Jane and I picked up shells like we always do, and F stood nearby watching us with a smile on his face like he always does. We went to an aquarium and then perused an antique store. It was all so normal, and happy. But surrounded by the blues of the seaside, I couldn’t help but the fight the blue inside of my heart.


I voiced my support for gun reform on Facebook last week. The post went viral. Comments changed from women I knew to angry strangers. The notification dings began to ring more and more insistently. People began to curse each other, so I set profanity filters to “strong.” But as those banned comments rolled in and were stripped from public view, I was still notified about them. They ranged from angry, to sad, to vile, to downright scary.


The entire ordeal became a runaway car, and no matter how I pumped the breaks, the worst of humanity kept showing up. At around a million views it became the cyber equivalent of a black hole, growing larger and consuming all hope and good will.

I deleted it.


The arguments I’ve been involved in go round and round. I’ve decided to step away from them. In fact, I’m dismantling comments to avoid any recurrences of last week. My heart can’t take it.

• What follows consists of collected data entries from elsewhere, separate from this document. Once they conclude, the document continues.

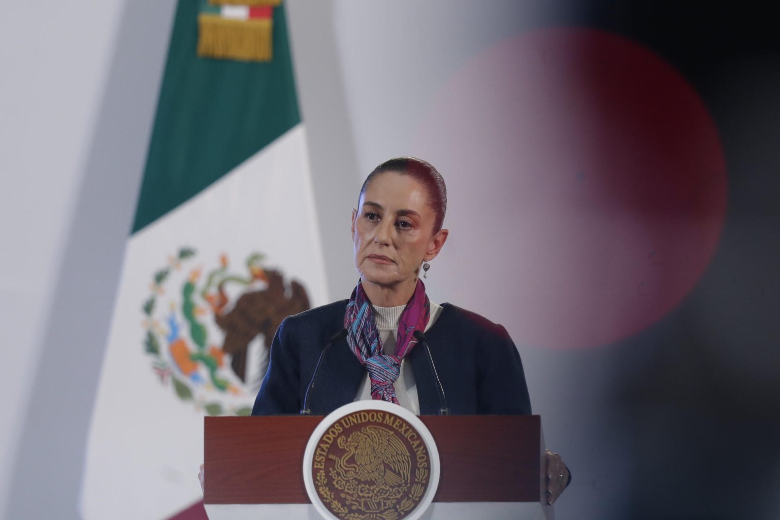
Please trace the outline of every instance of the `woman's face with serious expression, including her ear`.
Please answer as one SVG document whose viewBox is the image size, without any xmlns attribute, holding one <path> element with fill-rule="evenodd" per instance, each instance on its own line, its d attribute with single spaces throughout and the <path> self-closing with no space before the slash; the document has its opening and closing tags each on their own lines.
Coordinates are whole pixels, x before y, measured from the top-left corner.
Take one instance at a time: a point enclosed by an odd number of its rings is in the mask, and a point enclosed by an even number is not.
<svg viewBox="0 0 780 520">
<path fill-rule="evenodd" d="M 436 214 L 424 186 L 410 175 L 385 172 L 371 180 L 359 202 L 352 238 L 360 278 L 382 287 L 413 287 L 420 264 L 438 254 L 448 234 L 434 234 Z"/>
</svg>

What I really want to write about is my home, and my kiddo, and shopping in antique malls. I want to write about accidentally hanging a picture crooked, or the cordless vacuum cleaner that soothes my OCD beast. I would even rather write about the time that I really had to go the bathroom, but I got a knot in the drawstring of my sweatpants and now I’ll never be the same again.

But in times like this, we all have to take a pause for things of monumental national importance. We have to take a long pause and consider what we want from our country, from our society, and from each other.

As a mother, I am enraged, but resolved.

I intend to protest with my votes, every last one of them, for as long as it takes. It’s the only cure for the blue in our hearts. It’s the way forward.